Rekaman peristiwa tersebut beredar di media sosial pada Sabtu, 11 April 2026, setelah dibagikan jurnalis Malek Al Rougui melalui akun X. Video itu memperlihatkan langsung dampak serangan terhadap aktivitas sipil.
Menurut laporan Lebanon News Agency, serangan udara Israel di wilayah selatan Lebanon pada Kamis, 9 April 2026, menewaskan sedikitnya 17 orang dan melukai sejumlah lainnya.
Serangan di Kota Zrariyeh dilaporkan menewaskan lebih dari 10 orang, termasuk perempuan dan anak-anak, setelah menghantam bangunan tempat tinggal. Sementara itu, di Kota Abbassiyeh, sedikitnya tujuh orang dilaporkan tewas dalam insiden terpisah. Jumlah korban masih bersifat sementara dan berpotensi bertambah.
Selain itu, serangan udara juga dilaporkan terjadi di sejumlah wilayah lain, antara lain Kafra, Jmaijmeh, Safad al-Battikh, Majdal Selm, Deir Antar, serta area sekitar Jembatan Qasmiyeh. Penembakan artileri turut menyasar Kota Haris.

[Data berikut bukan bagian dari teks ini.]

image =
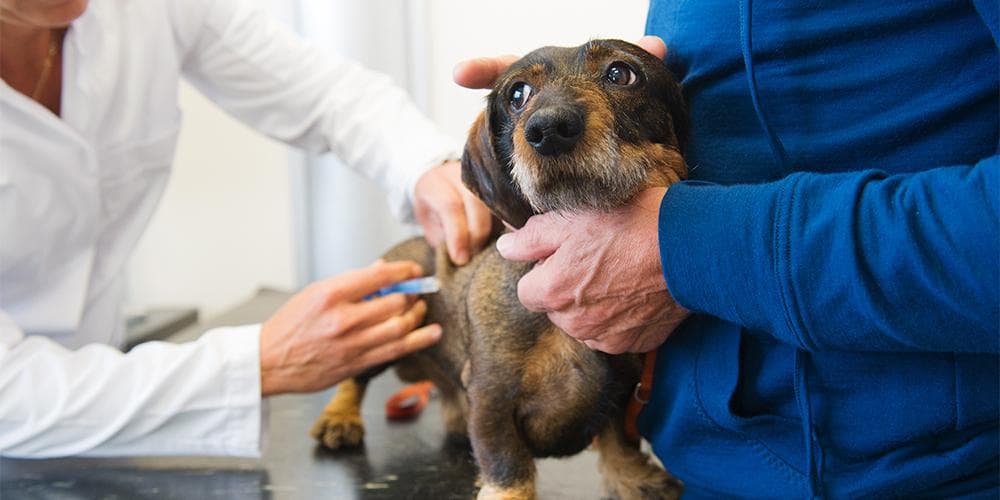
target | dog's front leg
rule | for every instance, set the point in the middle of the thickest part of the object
(506, 465)
(628, 473)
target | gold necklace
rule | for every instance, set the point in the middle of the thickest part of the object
(46, 67)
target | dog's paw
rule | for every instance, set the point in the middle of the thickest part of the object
(653, 485)
(520, 492)
(338, 430)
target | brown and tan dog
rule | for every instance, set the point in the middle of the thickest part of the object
(564, 129)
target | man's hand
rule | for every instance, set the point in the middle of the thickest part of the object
(327, 332)
(480, 73)
(450, 213)
(599, 278)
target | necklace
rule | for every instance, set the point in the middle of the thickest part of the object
(46, 67)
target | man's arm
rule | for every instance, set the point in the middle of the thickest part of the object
(854, 261)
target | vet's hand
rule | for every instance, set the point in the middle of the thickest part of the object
(480, 73)
(450, 213)
(599, 278)
(327, 332)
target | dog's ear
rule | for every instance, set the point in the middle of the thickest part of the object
(491, 179)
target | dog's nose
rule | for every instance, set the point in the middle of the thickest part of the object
(553, 131)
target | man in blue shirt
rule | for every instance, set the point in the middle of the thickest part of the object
(832, 261)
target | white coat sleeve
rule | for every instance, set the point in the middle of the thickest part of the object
(199, 398)
(269, 78)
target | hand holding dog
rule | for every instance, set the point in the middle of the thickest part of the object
(327, 333)
(450, 214)
(599, 277)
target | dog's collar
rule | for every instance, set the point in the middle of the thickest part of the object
(640, 396)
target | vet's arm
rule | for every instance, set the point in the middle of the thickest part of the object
(271, 79)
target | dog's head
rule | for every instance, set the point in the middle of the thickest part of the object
(576, 127)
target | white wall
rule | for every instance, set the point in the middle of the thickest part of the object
(228, 222)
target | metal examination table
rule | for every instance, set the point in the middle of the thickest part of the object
(398, 460)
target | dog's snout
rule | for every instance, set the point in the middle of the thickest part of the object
(553, 131)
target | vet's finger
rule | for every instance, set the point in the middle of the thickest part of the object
(394, 328)
(480, 220)
(482, 72)
(543, 289)
(366, 313)
(539, 238)
(654, 45)
(414, 341)
(451, 213)
(354, 285)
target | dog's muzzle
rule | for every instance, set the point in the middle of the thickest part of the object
(554, 130)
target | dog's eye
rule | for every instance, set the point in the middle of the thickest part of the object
(519, 95)
(620, 73)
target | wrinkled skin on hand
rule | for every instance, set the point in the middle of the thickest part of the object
(599, 276)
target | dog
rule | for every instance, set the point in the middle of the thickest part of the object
(565, 128)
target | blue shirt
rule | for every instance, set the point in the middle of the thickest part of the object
(838, 242)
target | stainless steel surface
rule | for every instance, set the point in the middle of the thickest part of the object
(398, 460)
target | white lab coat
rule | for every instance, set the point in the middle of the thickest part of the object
(77, 192)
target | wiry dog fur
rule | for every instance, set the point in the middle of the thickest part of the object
(564, 129)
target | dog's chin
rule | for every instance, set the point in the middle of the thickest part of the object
(601, 181)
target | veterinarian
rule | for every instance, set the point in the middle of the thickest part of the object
(89, 126)
(836, 246)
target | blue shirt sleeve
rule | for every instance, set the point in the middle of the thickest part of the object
(850, 261)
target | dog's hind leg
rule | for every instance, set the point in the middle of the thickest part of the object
(628, 473)
(506, 465)
(340, 424)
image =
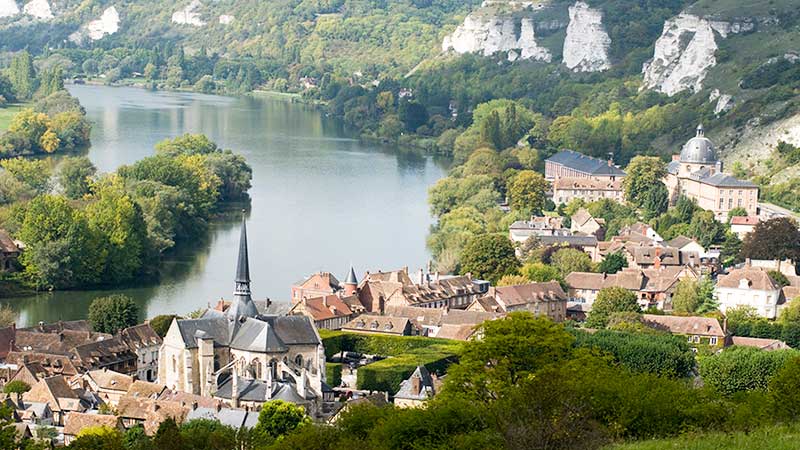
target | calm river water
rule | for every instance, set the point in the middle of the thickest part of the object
(320, 199)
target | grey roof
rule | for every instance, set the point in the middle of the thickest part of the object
(585, 164)
(581, 241)
(351, 277)
(725, 180)
(257, 336)
(699, 149)
(426, 385)
(214, 327)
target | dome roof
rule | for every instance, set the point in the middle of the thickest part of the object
(699, 149)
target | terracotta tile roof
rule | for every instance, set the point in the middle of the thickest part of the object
(110, 380)
(701, 326)
(144, 389)
(150, 412)
(324, 308)
(755, 278)
(745, 220)
(763, 344)
(75, 422)
(524, 294)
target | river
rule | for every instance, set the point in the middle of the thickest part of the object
(320, 200)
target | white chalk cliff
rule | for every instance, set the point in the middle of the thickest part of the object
(685, 52)
(586, 44)
(8, 8)
(39, 9)
(488, 35)
(108, 23)
(189, 15)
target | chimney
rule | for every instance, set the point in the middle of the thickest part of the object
(416, 385)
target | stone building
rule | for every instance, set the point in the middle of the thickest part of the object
(228, 354)
(697, 174)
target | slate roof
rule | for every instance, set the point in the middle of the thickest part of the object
(580, 241)
(585, 164)
(702, 326)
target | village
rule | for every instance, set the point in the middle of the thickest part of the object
(338, 343)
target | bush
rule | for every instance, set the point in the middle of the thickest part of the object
(660, 354)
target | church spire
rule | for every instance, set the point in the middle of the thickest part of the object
(242, 304)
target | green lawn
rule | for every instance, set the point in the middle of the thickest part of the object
(7, 113)
(771, 438)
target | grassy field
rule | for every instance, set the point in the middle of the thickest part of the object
(771, 438)
(6, 113)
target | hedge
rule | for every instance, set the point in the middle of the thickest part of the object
(404, 354)
(661, 354)
(333, 374)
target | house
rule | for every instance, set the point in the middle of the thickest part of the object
(653, 287)
(748, 286)
(416, 389)
(149, 413)
(388, 325)
(545, 299)
(591, 189)
(76, 422)
(319, 284)
(697, 174)
(9, 252)
(202, 356)
(571, 164)
(583, 223)
(329, 312)
(697, 330)
(586, 243)
(521, 230)
(742, 225)
(377, 291)
(444, 323)
(107, 384)
(759, 343)
(144, 342)
(55, 392)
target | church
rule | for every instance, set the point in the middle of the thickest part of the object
(243, 357)
(697, 174)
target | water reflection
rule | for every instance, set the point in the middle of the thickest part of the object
(320, 200)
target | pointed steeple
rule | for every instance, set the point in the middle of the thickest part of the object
(242, 304)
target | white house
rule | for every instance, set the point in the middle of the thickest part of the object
(748, 286)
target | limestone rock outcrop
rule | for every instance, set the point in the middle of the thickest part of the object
(685, 52)
(39, 9)
(586, 44)
(189, 15)
(8, 8)
(487, 35)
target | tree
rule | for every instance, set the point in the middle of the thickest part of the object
(777, 238)
(278, 418)
(34, 173)
(568, 260)
(17, 388)
(489, 257)
(741, 369)
(74, 176)
(610, 300)
(527, 191)
(612, 263)
(510, 350)
(113, 313)
(643, 173)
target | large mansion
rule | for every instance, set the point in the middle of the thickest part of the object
(697, 174)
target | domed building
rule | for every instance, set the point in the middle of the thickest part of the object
(696, 173)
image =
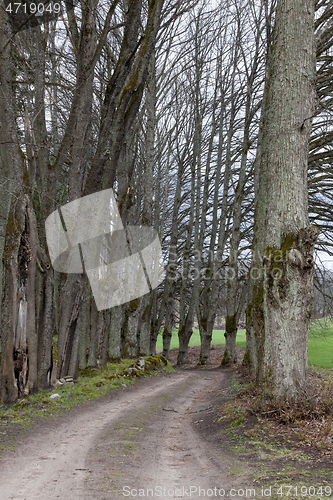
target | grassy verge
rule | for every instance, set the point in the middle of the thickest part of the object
(92, 383)
(320, 346)
(217, 339)
(287, 452)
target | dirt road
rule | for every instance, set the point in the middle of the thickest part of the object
(140, 443)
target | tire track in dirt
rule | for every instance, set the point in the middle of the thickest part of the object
(72, 459)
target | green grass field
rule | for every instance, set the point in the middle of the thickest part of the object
(320, 346)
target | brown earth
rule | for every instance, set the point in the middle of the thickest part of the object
(165, 437)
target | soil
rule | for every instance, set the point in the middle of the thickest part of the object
(176, 435)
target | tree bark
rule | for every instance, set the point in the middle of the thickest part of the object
(282, 294)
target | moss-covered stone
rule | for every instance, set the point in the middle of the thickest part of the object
(230, 323)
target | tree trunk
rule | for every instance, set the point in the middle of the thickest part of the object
(282, 294)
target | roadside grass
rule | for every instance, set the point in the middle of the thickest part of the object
(217, 339)
(92, 383)
(320, 345)
(289, 457)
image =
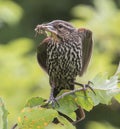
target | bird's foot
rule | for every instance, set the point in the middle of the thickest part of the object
(86, 86)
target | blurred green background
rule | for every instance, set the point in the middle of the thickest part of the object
(20, 75)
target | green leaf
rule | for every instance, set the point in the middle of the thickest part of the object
(36, 118)
(3, 115)
(35, 101)
(104, 88)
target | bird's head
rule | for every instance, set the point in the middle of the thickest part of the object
(58, 29)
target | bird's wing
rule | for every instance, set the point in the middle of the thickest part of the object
(87, 44)
(42, 53)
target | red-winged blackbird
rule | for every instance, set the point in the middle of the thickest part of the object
(63, 54)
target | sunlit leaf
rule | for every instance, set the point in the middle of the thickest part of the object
(35, 101)
(36, 118)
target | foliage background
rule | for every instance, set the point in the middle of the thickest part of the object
(21, 77)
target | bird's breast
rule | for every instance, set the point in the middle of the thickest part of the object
(63, 60)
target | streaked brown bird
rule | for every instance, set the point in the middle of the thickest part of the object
(63, 54)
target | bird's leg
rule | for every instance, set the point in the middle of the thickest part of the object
(85, 86)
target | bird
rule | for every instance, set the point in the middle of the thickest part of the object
(64, 54)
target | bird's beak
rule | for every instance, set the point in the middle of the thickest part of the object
(44, 28)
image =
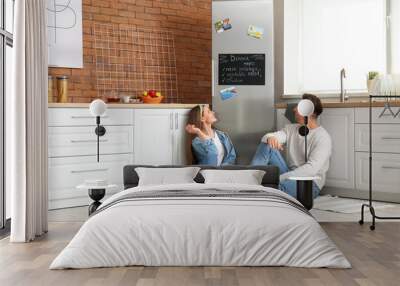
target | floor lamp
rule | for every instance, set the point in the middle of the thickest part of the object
(98, 108)
(304, 184)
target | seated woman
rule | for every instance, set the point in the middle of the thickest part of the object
(208, 145)
(319, 151)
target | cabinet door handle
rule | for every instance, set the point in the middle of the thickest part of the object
(86, 116)
(391, 167)
(88, 141)
(88, 171)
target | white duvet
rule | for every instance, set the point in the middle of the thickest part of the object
(192, 231)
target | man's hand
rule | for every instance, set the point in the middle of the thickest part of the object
(274, 143)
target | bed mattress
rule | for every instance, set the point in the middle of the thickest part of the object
(201, 225)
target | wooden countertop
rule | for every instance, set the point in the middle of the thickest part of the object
(351, 103)
(126, 105)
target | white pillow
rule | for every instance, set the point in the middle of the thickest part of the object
(166, 176)
(248, 177)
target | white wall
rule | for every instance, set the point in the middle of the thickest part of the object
(395, 40)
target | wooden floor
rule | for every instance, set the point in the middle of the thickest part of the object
(375, 257)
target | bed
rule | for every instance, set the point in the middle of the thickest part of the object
(198, 224)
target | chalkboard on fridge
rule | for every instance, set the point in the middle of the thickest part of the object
(241, 69)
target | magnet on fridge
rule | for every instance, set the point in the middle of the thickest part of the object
(222, 25)
(228, 93)
(255, 32)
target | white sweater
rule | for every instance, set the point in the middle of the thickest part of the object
(319, 150)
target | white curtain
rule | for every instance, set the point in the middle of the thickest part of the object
(27, 123)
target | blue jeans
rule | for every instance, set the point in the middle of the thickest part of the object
(265, 155)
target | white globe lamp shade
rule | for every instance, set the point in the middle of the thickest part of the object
(305, 107)
(97, 107)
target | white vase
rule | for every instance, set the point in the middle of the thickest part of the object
(371, 85)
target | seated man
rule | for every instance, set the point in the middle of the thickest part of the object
(319, 149)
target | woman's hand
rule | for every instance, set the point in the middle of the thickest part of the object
(192, 129)
(274, 143)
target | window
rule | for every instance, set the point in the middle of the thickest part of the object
(6, 43)
(322, 37)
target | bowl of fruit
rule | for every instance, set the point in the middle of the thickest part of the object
(152, 96)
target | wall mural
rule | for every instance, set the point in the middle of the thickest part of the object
(64, 29)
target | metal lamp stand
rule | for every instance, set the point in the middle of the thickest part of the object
(304, 187)
(369, 205)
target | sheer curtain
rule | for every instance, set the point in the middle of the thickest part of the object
(27, 123)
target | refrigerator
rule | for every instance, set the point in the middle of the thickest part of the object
(248, 115)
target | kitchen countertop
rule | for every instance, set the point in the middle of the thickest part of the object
(125, 105)
(351, 103)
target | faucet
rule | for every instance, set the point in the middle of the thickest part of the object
(343, 95)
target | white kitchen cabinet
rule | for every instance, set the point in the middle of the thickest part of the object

Data Pertahanan Sipil Lebanon mencatat sedikitnya 254 orang tewas dan 1.165 lainnya terluka akibat serangan yang meluas, termasuk di ibu kota Beirut.
Serangan ini terjadi setelah Presiden Amerika Serikat Donald Trump mengumumkan gencatan senjata antara Amerika Serikat dan Iran. Namun, eskalasi konflik antara Israel dan Hizbullah terus meningkat.
Kementerian Kesehatan Lebanon mencatat, sejak 2 Maret 2026, total korban tewas akibat serangan Israel mencapai 1.739 orang, dengan 5.873 lainnya mengalami luka-luka.
Gelombang serangan udara pada 8 dan 9 April 2026 disebut sebagai yang terbesar sejak konflik kembali memanas pada awal Maret, memperburuk kondisi keamanan dan kemanusiaan di wilayah tersebut.